AUSTIN, Texas — Public media professionals who work in social media took to the stage at a South by Southwest session Friday to give real-world examples of engaging with audiences while relying on small staffs and little funding.
“What is a problem sometimes is finding the resources to do more on social then the bare minimum,” said Tory Starr, social media producer for PRI’s The World. “We’re working on a shoestring budget.”
Starr led the discussion about how public TV and radio can more effectively reach audiences. Joining her were Olivia Wong, senior account executive at WGBH National Marketing; Molly Jacobs, senior producer for digital content and strategy with American Experience; and Hannah Auerbach, account executive in national marketing with PBS’s Antiques Roadshow.
The panelists advised attendees to do as much as possible to get a realistic view of their audience members and how to give them content that meets their needs and encourages engagement.
“The goal for us is to be our audience,” Jacobs said. “Not just know our audience, but be our audience.”
Sometimes viewers want content that show producers might not expect, Auerbach said, such as video of an Antiques Roadshow shoot being set up.
“People are interested in what you are doing,” she said. “We were surprised at how many people wanted to see us put up our set, which doesn’t sound that exciting. But it is, apparently.”

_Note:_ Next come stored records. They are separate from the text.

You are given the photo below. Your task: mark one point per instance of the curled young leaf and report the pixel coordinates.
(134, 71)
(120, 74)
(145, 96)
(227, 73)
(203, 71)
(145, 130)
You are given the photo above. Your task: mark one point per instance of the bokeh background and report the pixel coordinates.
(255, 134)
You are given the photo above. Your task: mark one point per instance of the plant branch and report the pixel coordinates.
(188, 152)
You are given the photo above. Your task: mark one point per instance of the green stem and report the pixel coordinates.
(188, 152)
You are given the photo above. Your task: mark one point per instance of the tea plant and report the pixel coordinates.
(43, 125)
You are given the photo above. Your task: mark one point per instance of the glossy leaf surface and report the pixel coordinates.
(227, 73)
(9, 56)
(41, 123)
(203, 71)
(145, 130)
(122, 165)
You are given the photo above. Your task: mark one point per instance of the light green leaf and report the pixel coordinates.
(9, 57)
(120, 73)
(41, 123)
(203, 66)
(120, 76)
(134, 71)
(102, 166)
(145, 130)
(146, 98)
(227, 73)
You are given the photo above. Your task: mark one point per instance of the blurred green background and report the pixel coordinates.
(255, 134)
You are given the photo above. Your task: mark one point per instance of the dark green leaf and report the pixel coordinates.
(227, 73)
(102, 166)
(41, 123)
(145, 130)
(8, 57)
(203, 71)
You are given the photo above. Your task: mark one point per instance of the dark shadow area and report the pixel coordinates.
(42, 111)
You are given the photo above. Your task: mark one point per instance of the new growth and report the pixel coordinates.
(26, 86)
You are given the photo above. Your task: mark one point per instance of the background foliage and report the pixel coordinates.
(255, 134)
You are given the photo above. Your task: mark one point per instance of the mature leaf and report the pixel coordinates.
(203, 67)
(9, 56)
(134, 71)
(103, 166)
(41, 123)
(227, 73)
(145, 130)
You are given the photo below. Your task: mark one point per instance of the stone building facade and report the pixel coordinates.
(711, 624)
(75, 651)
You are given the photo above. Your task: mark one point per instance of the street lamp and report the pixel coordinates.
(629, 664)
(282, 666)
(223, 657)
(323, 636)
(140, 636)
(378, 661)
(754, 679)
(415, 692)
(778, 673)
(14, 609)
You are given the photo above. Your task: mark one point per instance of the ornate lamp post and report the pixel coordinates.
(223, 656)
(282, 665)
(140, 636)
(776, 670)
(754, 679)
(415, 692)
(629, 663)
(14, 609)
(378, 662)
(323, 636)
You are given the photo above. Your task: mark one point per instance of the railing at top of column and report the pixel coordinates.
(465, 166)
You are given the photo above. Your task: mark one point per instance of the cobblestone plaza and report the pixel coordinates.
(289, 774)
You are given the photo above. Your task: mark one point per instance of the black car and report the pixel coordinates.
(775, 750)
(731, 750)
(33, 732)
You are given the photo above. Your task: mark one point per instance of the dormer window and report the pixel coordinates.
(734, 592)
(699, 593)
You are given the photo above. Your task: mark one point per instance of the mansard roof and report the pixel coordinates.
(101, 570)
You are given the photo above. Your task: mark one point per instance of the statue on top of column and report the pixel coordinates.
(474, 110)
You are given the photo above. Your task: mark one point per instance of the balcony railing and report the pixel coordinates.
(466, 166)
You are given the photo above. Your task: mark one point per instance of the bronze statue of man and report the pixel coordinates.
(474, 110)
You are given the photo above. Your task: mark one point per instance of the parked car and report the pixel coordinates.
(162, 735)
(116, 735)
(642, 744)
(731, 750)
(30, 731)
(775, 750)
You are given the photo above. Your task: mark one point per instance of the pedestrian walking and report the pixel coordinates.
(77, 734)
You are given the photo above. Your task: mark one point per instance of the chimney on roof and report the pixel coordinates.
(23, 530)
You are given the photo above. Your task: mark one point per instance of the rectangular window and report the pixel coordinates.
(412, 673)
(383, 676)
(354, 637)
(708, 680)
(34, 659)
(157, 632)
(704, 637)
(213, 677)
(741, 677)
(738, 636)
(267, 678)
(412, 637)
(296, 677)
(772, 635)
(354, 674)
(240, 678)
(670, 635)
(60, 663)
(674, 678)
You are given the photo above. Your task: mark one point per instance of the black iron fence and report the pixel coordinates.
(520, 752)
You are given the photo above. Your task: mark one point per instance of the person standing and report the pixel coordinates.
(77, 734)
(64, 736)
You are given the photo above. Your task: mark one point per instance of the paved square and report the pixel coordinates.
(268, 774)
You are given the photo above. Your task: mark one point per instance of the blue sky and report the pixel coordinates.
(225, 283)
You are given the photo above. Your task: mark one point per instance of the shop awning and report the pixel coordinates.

The panelists also warned social media staffers to think about their audiences before jumping onto news that’s breaking on Twitter and other platforms.
“It’s easy to do if something is trending — to jump on it,” American Experience’s Jacobs said. “But it is an easy trap to fall into. We’re not a news organization. So what can we bring that is new and unique?”
Antique Roadshow’s Auerbach stressed the importance of considering who social media producers are trying to reach when playing off of a trending story.
“It’s a thin line you have when something feels authentic to your audience,” she said. “But it’s also authentic to the outside audience that’s having the conversation that you’re trying to grab.”
When wading into social media, Jacobs said, it’s best to take chances and experiment to see what works.
“Just try it and don’t be afraid to fail,” she said. “If it doesn’t work, it doesn’t work.”
When promoting shows like Downton Abbey, Wong said, Masterpiece runs into challenges, such as trying to keep audiences engaged during the long gap between the show’s overseas and U.S. broadcasts. The U.K. broadcasts create buzz, “which is a positive thing for us,” Wong said. “But at the same time we’re trying to keep something unique and special for the fans in the U.S. so it doesn’t seem stale.”
Masterpiece works on getting content that is unique for American audiences, such as specials and interviews. The series also capitalizes on awards season when shows like Downton are in the running.
But “we don’t tweet spoilers — ever,” Wong said.